Gordon gave his wife the final nudge she needed. And on June 7, Smith officially started working on her album. Five months later, Living My Dream is ready to be released to the public. Finally, Mildred Osborne Smith will have her night. "It's a dream come true for me," she enthuses.

Smith had 1,000 CDs pressed. In response to a question about her financial investment in the project, Smith says, "It was a lot more expensive than I thought it was going to be. Expensive but worthwhile. I wouldn't take that money back now for anything."

Smith wrote the lyrics and music to all 10 songs featured on her recording. These include The Ocean Ranger Tragedy, My Spaniard's Bay Home, Megan (in honour of her first grandchild), and Tell Your Mother (a tribute to her mother).
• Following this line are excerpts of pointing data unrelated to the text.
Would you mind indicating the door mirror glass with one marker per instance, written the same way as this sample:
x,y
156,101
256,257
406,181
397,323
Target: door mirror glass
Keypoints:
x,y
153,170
Smith has written 50-60 songs and poems. "There's a story behind each one," she says. "People can relate to a lot of it." There are lyrics about marriage breakup, as well as comical compositions.

Her musical style?

"I've got sort of a country style," she says. By "country," she means "the pure old country, the Kitty Wells stuff," she adds. "I also think there's a bit of Irish or Newfoundland folk sound to some of my tunes."

Other performers who have influenced Smith's style are Jean Shepard, Tammy Wynette, Loretta Lynn and Carroll Baker.

In fact, Smith and Baker are in touch with each other via the social media. Baker wished Smith well with her CD, encouraging her to sing from her heart.

"But George Jones is the king," Smith says. "He's my idol."

Smith's family members are ecstatic about her achievement.

Her daughter, Deborah, comments, "Always holding true to herself, (Mom) waited and knew that someday she would have the time to embark on making her own CD and publishing some of the many songs she has written over the years. I'm very proud of her recent accomplishment of finally completing a heartfelt goal of hers."

Smith's sister, Beverly, is no less effusive in her praise. "Mildred has the voice of an angel and deserves this chance. She will always be a star in our eyes."

Smith herself is rather modest in her wish for those who pick up her album. "I'm hoping they're going to mellow with it; relax with it."

The release party for Mildred Osborne Smith's CD, Living My Dream, will be held at the Seaside Lounge in Spaniard's Bay at 8 p.m. on Nov. 13.

"I never thought I'd live long enough for this to happen," she reflects. "I know I'll shed a tear or two."

Smith is known today for encouraging others: "You're never too old. You can make yourself believe you lost your chance in life. Don't ever give up on your dreams."

Incidentally, Smith still has one unfulfilled dream: "I think that after I get all this done I'm going to go and look for a Harley-Davidson for my husband and me to ride through Newfoundland."

Knowing her determination, she'll be living that dream, as well, in the not-too-distant future.